SIXTH AMENDMENT TO LOAN AGREEMENT

EX-10.14 5 ex_10-14.htm AIG AMENDMENT ex_10-14.htm
TBS INTERNATIONAL PLC & SUBSIDIARIES                                              EXHIBIT 10.14
 
 


SIXTH AMENDMENT TO LOAN AGREEMENT

by and among

AMOROS MARITIME CORP.,
LANCASTER MARITIME CORP.
AND
CHATHAM MARITIME CORP.,

as Borrowers,


SHERWOOD SHIPPING CORP.
TBS INTERNATIONAL LIMITED
AND
TBS HOLDINGS LIMITED

as Guarantors,

TBS INTERNATIONAL PUBLIC LIMITED COMPANY
as Parent Guarantor

and

 AIG COMMERCIAL EQUIPMENT FINANCE, INC.,

as Lender


April 15, 2011

 
 

 
 
SIXTH AMENDMENT TO LOAN AGREEMENT



THIS SIXTH AMENDMENT TO LOAN AGREEMENT (this “Sixth Amendment”) is made and entered into this 15 day of April, 2011, by and among Amoros Maritime Corp., Lancaster Maritime Corp. and Chatham Maritime Corp., each a Marshall Islands corporation having a mailing address of P.O. Box HM 2522, Hamilton HMGX, Bermuda and a registered address of Trust Company Complex, Ajeltake Road, Ajeltake Island, Majuro, Marshall Islands MH96960 (the “Borrowers”; each, a “Borrower”), TBS International Limited, a Bermuda corporation whose tax domicile is in Ireland (“TBSIL Guarantor”), Sherwood Shipping Corp. (“Sherwood”), TBS Holdings Limited, a Bermuda company (“Bermuda Holdco”), TBS International public limited company, an Irish public limited company (“Parent Guarantor”) and AIG Commercial Equipment Finance, Inc., a Delaware corporation (together with its successors and assigns, “Lender”). Unless specifically defined in this Sixth Amendment, capitalized terms not used in this Sixth Amendment shall have the meanings assigned in the Original Loan Agreement, as amended by the Prior Amendments.
WHEREAS, Borrowers, TBSIL Guarantor and Lender are parties to that certain Loan Agreement dated February 29, 2008 (the “Original Loan Agreement,” as amended by the First Amendment, the Second Amendment, the Third Amendment, the Fourth Amendment, the Fifth Amendment, this Sixth Amendment and any future amendments, the “Loan Agreement”);

WHEREAS, the Original Loan Agreement was amended by (i) that certain First Amendment to Loan Agreement dated as of March 27, 2009 (the “First Amendment”), (ii) that certain Second Amendment to Loan Agreement dated as of December 30, 2009 (the “Second Amendment”), (iii) that certain Third Amendment to Loan Agreement dated as of April 22, 2010 (the “Third Amendment”), (iv) that certain Fourth Amendment to Loan Agreement dated as of January 27, 2011 (the “Fourth Amendment,”) and that certain Fifth Amendment and Waiver to Loan Agreement dated as of March 11, 2011 (the “Fifth Amendment, and together with the First Amendment, the Second Amendment the Third Amendment and the Fourth Amendment, the “Prior Amendments”);

WHEREAS, the Borrowers have requested and the Lender is willing to amend certain provisions of the Loan Agreement as more fully provided herein.
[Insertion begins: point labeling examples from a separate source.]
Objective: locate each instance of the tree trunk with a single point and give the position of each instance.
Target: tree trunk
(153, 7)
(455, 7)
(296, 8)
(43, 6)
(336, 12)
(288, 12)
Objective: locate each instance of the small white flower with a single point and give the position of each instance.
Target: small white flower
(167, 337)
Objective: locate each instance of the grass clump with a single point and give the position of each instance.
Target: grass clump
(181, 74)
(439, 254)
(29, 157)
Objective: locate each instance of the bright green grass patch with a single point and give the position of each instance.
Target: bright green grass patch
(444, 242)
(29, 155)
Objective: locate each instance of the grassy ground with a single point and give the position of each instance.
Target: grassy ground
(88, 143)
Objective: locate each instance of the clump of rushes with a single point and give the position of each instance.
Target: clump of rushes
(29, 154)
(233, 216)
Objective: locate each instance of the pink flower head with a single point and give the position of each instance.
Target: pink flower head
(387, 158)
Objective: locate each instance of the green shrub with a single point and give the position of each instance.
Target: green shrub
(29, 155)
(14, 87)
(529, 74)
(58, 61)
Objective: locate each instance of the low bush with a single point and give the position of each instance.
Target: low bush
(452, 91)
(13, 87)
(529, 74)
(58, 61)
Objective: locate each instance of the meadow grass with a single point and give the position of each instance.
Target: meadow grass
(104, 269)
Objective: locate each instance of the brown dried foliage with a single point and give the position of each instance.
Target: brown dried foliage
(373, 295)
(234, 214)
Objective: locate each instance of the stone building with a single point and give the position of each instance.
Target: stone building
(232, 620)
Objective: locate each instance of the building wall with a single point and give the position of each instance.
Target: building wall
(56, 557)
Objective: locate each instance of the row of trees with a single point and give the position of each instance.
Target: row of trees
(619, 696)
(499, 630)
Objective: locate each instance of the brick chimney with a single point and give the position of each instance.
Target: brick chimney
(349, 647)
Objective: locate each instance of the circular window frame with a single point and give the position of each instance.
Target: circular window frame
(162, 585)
NOW, THEREFORE, in consideration of the foregoing and other good and valuable consideration, the receipt of which is hereby acknowledged, Borrowers and Lender hereby agree as follows:

1.   Section 1.01 of the Original Loan Agreement, as previously amended by the Prior Amendments, is further amended to restate the definition of “Existing Version of the BofA Credit Agreement” in its entirety to read as follows:
 
Existing Version of the BofA Credit Agreement” means the BofA Credit Agreement in effect on the date of the Sixth Amendment to Loan Agreement dated as of April 15, 2011, without taking into account any subsequent amendments thereto or any waivers thereof unless expressly approved by Lender in writing.

1.   Section 6.10(b) of the Original Loan Agreement, as previously amended by the Prior Amendments, is further amended and restated in its entirety to read as follows:
 
(b)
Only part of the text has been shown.